References

Baron A, Townsend R. Live tweeting by ambulance services: a growing concern. J Para Pract. 2017; 9:(7)282-286 https://doi.org/10.12968/jpar.2017.9.7.282

Social Media Guidance.Bridgwater: College of Paramedics; 2019

Social media in paramedic practice

02 April 2019
Volume 11 · Issue 4

Once again, debate has been sparked on the topic of social media (SoMe) in the paramedic profession. This is the result of some corporate ambulance service ‘tweeters’ recently having posted identifiable photographs of patients in ambulances. The College of Paramedics (CoP) (2019) has also released a timely document covering the use of SoMe for the profession to add to the current guidance provided by Baron and Townsend (2017).

Over the last few months, individuals and some anonymous Twitter accounts have raised concerns about corporate tweeters and ambulance service accounts tweeting patient-identifiable information. These tweets range from photographs of patients' pets to photographs of patients' faces with details of their medical history. Another growing trend in paramedic SoMe use appears to be live-tweeting from incidents, often with photographs of damaged vehicles, clinicians posing for photographs with ambulance equipment during ongoing incidents and, in some cases, photographs of live scenes from road traffic collisions showing patients still lying in the road, dead or injured.

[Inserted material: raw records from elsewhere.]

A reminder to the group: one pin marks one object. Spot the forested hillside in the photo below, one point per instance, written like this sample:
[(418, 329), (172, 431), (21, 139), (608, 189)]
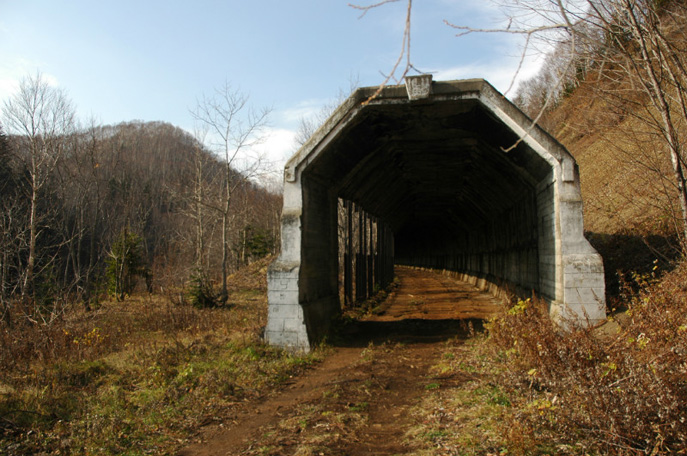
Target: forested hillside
[(137, 196)]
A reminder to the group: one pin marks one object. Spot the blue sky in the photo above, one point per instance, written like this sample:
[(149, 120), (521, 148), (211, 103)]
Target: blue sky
[(152, 59)]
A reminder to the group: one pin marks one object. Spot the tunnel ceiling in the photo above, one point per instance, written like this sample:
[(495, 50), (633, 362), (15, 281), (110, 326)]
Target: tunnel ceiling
[(429, 165)]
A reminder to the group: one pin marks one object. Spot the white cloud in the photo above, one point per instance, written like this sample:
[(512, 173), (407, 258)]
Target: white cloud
[(305, 109), (499, 74), (277, 147), (12, 72)]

When considering such tweets, we must be mindful of both the positive and negative impact they may have. In other areas of medical publications (e.g. textbooks, journals and websites), there are clear guidelines surrounding the need to obtain consent for a patient's information to be reproduced and published. It is also recognised that there must be a demonstrable benefit to be gained from this information being shared (usually in the form of valuable learning for colleagues and peers). In such cases, the need to partially breech confidentiality (with consent) is weighed against the intention to benefit the many through medical education. In the case of SoMe posts where there is no clear public health nor educational message, there is zero benefit to the patient, so it is unclear how one could justify breeching confidentiality.

Furthermore, for other forms of publication, we are very careful when gaining consent, which must usually be in writing. In terms of live-tweeting, I suspect written consent has not been acquired in the majority of cases, despite the College's clear guidance (CoP, 2019). It could also be argued that it is not possible to gain informed consent, free from undue pressure or external influence, from a patient or parent for live-tweeting identifiable information from the back of an ambulance, or the scene of an accident. In these cases, a clear power dynamic is present between the requester and the person consenting. Moreover, this is likely to be a stressful life event for the individual in question, making it unlikely that this is an appropriate moment to be seeking consent to publish their personal information.

I would suggest that there is no place for live-tweeting by the paramedic profession, unless this is being done to convey an urgent public health message, and contains no patient-specific information. Furthermore, I would urge individuals and ambulance services to review their use of SoMe in light of the new CoP (2019) guidelines and the existing standards for publication ethics.